API crashes on etag calculation during connection reset
Describe the bug The API crashes if a connection is terminated when an Etag is being calculated.
Logs attached: Explore-logs-05_15_2023, 11_51_32 PM.txt
API Version: 7.1.10
The Unable to calculate transaction ETag log message appears to be a red herring. The error handling paths for that are solid, and I've simulated throwing the same error there and it doesn't crash the API. It's likely some other pg interaction that isn't handling the ECONNRESET error correctly and crashing. The challenging part is that the stack traces in the error log are very short -- they don't show where in the application code this is happening:
Error: read ECONNRESET
at TCP.onStreamRead (node:internal/stream_base_commons:217:20)
at TCP.callbackTrampoline (node:internal/async_hooks:130:17)

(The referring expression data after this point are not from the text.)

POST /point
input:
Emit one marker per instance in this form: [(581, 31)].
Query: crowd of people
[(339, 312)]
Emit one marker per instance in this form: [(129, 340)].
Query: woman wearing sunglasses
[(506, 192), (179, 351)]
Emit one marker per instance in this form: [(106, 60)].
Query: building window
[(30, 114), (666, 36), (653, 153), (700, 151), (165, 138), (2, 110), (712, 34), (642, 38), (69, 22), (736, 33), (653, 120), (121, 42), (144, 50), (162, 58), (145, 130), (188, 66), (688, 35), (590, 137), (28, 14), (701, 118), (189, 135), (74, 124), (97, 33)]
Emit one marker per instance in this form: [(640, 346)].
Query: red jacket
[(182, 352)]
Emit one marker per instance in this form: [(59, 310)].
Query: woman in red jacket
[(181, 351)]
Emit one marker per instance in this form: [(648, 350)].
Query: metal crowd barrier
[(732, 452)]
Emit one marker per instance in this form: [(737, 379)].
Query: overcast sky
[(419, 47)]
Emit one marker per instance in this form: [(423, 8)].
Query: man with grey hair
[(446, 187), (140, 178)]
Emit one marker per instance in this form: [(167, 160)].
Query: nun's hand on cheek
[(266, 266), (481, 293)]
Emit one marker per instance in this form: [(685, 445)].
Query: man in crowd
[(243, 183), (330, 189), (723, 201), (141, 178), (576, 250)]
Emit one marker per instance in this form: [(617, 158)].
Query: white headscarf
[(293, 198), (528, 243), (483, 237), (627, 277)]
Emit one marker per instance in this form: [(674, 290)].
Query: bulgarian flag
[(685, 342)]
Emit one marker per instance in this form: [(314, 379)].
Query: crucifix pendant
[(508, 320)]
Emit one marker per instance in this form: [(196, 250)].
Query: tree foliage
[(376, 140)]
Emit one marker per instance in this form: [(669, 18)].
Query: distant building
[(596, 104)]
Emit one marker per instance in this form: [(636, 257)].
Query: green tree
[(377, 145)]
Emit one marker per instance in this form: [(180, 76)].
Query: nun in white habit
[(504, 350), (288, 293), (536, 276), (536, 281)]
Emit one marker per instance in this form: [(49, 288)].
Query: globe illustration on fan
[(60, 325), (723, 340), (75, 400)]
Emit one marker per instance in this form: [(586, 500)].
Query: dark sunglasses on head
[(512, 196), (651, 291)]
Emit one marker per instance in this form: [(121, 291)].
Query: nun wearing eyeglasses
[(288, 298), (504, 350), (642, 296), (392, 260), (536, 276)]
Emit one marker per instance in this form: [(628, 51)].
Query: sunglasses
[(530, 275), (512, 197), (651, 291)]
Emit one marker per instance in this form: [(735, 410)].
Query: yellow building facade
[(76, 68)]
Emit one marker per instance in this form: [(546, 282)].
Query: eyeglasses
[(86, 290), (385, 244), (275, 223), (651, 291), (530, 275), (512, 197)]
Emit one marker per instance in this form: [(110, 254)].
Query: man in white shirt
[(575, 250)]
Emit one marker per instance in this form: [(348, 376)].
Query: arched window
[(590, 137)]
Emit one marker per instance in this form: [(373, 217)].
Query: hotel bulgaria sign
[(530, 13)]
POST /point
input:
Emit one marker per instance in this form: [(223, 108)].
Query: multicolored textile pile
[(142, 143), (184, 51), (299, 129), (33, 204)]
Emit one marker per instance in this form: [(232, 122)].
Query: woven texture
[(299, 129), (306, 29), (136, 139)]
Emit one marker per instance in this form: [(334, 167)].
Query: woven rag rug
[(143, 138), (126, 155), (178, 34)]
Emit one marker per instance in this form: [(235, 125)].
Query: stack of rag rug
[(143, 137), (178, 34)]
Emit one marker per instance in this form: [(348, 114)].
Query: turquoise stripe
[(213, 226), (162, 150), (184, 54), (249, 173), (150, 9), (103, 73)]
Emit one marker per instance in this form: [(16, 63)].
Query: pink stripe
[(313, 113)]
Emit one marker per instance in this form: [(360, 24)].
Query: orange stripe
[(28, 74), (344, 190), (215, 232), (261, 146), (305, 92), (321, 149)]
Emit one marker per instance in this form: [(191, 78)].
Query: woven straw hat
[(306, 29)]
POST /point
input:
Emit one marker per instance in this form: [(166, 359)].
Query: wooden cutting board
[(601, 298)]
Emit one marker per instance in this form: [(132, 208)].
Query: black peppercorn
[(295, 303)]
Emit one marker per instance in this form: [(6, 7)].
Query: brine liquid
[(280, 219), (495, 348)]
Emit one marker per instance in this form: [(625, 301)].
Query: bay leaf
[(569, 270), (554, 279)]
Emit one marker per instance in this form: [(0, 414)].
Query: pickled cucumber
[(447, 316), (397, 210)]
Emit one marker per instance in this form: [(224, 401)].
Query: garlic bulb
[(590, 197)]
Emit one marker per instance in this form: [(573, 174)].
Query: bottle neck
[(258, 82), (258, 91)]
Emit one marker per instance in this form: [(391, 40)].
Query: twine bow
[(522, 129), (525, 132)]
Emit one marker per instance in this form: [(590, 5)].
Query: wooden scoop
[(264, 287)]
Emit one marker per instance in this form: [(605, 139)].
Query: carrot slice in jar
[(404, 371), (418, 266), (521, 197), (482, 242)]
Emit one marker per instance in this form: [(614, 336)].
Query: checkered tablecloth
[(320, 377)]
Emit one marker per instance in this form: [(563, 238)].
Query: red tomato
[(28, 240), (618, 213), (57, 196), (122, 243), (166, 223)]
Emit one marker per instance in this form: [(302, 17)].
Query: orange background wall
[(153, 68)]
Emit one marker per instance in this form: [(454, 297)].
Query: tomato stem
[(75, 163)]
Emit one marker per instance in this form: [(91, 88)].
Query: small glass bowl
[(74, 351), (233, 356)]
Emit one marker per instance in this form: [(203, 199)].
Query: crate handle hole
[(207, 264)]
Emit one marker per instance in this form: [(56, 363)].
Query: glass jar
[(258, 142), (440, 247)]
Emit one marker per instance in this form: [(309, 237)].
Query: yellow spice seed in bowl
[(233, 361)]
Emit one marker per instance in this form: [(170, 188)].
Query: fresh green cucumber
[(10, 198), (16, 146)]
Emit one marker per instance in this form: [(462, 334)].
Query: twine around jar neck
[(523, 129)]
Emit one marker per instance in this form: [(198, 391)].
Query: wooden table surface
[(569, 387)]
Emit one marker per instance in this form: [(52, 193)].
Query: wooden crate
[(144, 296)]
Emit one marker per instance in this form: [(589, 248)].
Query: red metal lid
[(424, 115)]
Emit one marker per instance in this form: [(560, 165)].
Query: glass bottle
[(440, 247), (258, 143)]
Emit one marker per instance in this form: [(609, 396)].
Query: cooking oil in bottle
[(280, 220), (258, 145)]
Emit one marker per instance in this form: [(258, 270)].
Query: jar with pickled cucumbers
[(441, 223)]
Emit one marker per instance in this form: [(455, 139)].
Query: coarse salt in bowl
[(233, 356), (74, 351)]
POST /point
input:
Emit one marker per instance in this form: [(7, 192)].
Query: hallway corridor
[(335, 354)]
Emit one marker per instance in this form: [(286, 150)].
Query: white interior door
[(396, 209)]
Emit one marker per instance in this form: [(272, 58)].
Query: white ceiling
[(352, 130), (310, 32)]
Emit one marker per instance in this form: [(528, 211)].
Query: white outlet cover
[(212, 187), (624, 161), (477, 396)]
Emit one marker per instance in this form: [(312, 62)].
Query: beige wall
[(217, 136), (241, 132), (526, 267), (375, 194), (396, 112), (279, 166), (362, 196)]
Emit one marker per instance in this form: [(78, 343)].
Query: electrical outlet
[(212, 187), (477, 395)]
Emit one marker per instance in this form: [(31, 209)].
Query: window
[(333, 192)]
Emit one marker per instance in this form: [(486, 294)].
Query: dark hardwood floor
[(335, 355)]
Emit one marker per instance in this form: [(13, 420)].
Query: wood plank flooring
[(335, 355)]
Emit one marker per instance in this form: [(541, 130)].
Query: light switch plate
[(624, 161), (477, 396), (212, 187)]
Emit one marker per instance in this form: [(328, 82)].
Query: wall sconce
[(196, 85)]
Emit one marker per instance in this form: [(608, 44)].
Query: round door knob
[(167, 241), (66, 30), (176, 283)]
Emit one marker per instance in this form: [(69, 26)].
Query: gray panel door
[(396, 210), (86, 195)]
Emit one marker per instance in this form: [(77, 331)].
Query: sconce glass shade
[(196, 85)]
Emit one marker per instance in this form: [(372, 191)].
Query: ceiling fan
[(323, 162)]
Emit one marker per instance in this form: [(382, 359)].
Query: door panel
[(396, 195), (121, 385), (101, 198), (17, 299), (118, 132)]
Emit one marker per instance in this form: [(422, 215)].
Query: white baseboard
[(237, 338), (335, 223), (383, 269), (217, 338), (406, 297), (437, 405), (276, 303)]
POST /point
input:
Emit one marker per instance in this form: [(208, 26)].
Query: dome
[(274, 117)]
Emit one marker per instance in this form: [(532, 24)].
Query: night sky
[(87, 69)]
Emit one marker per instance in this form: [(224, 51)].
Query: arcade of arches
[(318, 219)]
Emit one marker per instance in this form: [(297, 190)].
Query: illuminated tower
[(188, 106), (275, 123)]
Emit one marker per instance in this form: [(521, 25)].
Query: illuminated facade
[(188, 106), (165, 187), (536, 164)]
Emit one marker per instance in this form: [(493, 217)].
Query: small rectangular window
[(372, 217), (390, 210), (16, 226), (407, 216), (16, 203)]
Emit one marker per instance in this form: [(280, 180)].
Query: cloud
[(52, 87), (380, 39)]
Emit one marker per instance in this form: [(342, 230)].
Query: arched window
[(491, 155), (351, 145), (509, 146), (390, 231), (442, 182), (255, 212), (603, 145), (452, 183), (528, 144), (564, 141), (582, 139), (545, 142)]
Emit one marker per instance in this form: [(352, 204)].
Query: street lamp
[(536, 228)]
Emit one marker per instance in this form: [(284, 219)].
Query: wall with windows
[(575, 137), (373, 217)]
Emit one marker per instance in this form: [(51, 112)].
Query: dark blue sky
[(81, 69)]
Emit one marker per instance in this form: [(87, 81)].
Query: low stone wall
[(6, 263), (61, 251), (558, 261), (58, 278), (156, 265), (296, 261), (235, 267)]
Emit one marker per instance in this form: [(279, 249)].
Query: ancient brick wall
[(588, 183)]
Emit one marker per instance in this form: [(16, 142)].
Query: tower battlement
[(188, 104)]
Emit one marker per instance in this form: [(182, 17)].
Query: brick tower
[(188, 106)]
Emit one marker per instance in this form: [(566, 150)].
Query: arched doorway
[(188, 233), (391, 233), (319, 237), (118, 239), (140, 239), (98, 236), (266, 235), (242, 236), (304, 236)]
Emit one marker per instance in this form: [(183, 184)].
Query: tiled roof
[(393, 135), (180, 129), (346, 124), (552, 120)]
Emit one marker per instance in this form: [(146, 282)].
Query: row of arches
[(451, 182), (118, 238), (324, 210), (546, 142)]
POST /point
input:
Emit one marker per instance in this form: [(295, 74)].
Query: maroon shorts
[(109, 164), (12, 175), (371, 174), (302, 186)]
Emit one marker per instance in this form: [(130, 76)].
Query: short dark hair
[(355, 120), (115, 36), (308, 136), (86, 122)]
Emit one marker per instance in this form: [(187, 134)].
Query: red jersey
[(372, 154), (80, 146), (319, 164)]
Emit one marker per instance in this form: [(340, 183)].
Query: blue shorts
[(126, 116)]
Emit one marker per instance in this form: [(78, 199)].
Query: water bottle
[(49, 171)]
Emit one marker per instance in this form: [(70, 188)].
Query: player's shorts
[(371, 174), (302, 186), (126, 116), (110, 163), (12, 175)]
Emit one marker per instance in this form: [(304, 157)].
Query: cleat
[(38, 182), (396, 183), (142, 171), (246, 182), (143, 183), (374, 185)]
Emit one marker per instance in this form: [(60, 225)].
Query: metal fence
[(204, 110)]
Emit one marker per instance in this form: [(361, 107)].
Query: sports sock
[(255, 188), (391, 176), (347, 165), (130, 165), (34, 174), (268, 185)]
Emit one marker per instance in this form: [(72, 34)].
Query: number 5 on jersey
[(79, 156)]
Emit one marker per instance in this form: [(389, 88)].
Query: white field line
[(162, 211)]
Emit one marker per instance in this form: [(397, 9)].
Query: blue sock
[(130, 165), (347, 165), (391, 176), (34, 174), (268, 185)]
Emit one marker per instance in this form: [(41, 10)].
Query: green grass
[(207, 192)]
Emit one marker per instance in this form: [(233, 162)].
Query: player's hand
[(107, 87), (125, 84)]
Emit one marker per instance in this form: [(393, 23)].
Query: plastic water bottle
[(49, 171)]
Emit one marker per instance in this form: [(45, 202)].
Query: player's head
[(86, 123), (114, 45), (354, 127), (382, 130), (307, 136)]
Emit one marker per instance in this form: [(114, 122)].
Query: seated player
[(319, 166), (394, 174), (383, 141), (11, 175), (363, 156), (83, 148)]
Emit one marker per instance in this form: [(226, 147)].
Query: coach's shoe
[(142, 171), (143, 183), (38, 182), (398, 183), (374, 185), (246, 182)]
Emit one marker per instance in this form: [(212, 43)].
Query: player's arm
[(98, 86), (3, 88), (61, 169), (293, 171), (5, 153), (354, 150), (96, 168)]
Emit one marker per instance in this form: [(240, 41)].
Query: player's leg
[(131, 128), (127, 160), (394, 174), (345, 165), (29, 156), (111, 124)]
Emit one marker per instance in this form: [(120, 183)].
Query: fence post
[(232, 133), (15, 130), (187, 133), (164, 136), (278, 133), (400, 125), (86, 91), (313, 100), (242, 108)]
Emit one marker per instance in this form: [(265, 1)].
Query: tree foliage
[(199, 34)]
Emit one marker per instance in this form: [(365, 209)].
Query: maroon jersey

Also, we do have ECONNRESET errors covered in the general postgres error handler:
https://github.com/hirosystems/stacks-blockchain-api/blob/9dc72488bff40de008d4245172259185840fc670/src/datastore/helpers.ts#L241
@CharlieC3 has this happened more than once and/or are you able to reproduce? Otherwise I think we'd need to manually test by injecting this error at the pg lib level then test a bunch of calls to see if/what causes the crash.
I'm also curious, could include more logs before the exit? I wonder if this lines up with the recent re-enabling of socket-io. Perhaps the bug could be in that area. I've scanned through the pg queries performed by socket-io related code and nothing immediately stood out.
@zone117x According to our logs this is a repeat occurrence and is becoming more frequent. Here's one example, and one more.
I do see some errors with the proxy server right before this etag error appears which I didn't notice before. It's possible this is the root cause and the etag error is a result of that.